RESTORATIVE-YIN YOGA involves supported body/mind relaxation. This is gentle, gentle yoga that promotes deep relaxation for stress reduction while also stretching and rehabilitating connective tissue.

Sunday, February 6, 2011

Refuge/Sharanam



Copyright Lance Kinseth, Bright Faith/Choshin, 2011

IN THE FIRST EXCELLENCE of yoga, we aspire to “come to the matt.”  This first step is much more than simply settling in and stilling “body and mind.” 

In preparing to begin our practice, we cross a threshold, stepping apart from the high-speed chatter of the everyday into sharanam—“refuge,” a place of safety, a shelter.  We settle ourselves, and calm, and surrender into this safe anchor.  We begin to allow history and future expectations to diminish in importance for a time.  We aspire to touch our true home—the present moment.  And by returns to this practice, the remarkable depth and reach and grace of the present moment may be opened.  
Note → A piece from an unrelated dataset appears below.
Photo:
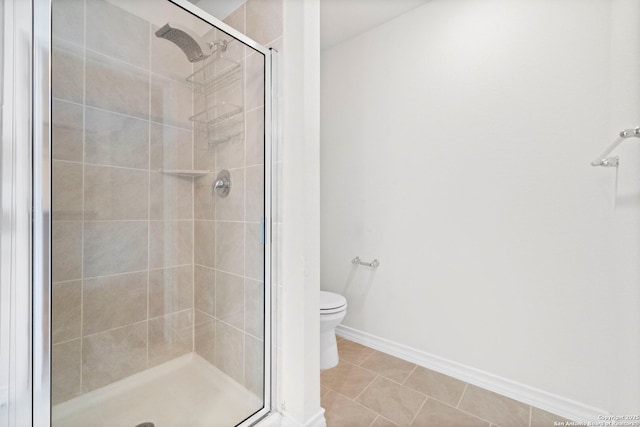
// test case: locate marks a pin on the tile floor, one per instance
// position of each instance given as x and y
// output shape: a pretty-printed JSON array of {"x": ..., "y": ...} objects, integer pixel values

Once settled, perhaps we bring our awareness to our breathing—to connect the mind to the body.  The breath is a wave and our awareness, a rider.  We allow our breathing to gradually draw our awareness inward.

Especially in the quietness and calmness of restorative yoga, we are offered time to listen to the body and to our immanent environment rather than “do” something to or for ourselves.  In restorative practice, we are offered an entire practice to take refuge in this sanctuary within ourselves.  By devotion to practice that aspire to sustain calmness and quietness, we can traverse deeply.  Deep within ourselves, we may experience an unbreakable landscape within us.  And touching this deep reserve of energy within us, we might experience opening a reservoir of luminous energy and, as a result, emit radiance.

Against the drudgery of the surrounding landscape of poverty, the established convents of Mother Theresa’s sisters of the Missionaries of Charity are purposefully elegant where possible, offering restorative refuge for those whose avocation offers unconditional kindness to others forgotten or overlooked by others and inhabiting a wretched landscape.  Similarly, we can take refuge in our practice, as Judith Lasater admonishes, as “an act of kindness toward oneself.”  By our returns to our practice, we can enter this refuge wherein we can replenish ourselves, no matter how difficult the everyday circumstances in which we might find ourselves.  But rather than being self-centered, the energy that we open in ourselves gradually blossoms into a broader practice of kindness to others and connection with others, and we may even begin to emit this kindness in a sense of calm radiance in the everyday that others can perceive.

Paradoxically, the more that we go deeply within, the more that we are opened and drawn beyond ourselves.  We begin to experience this unbreakable sanctuary within us as being gateless—not exclusively within.  Boundaries may begin to soften.  By returns to calm practices, even in just “coming to the matt,” our perception can open to connection, inclusion and wholeness that, in turn, contributes to the support and contentment of others—those who might be joining us in these moments in practice, those with whom we will interact in the coming hours and days, and those for whom we will advocate and perhaps never directly encounter.

When we come to the matt space, we take refuge in the entire universe.  No matter where we find ourselves, we are where our most elaborate our science is telling us we are—always center-point in the universe.  Wherever we find ourselves—in the moments of practice or in everyday life—we are offered this chance to deeply open the First Excellence of yoga, and take refuge/sharanam.  Remarkable, yet not special or exclusive, everywhere, we might enter that unbreakable terrain that we can then express, emitting radiance.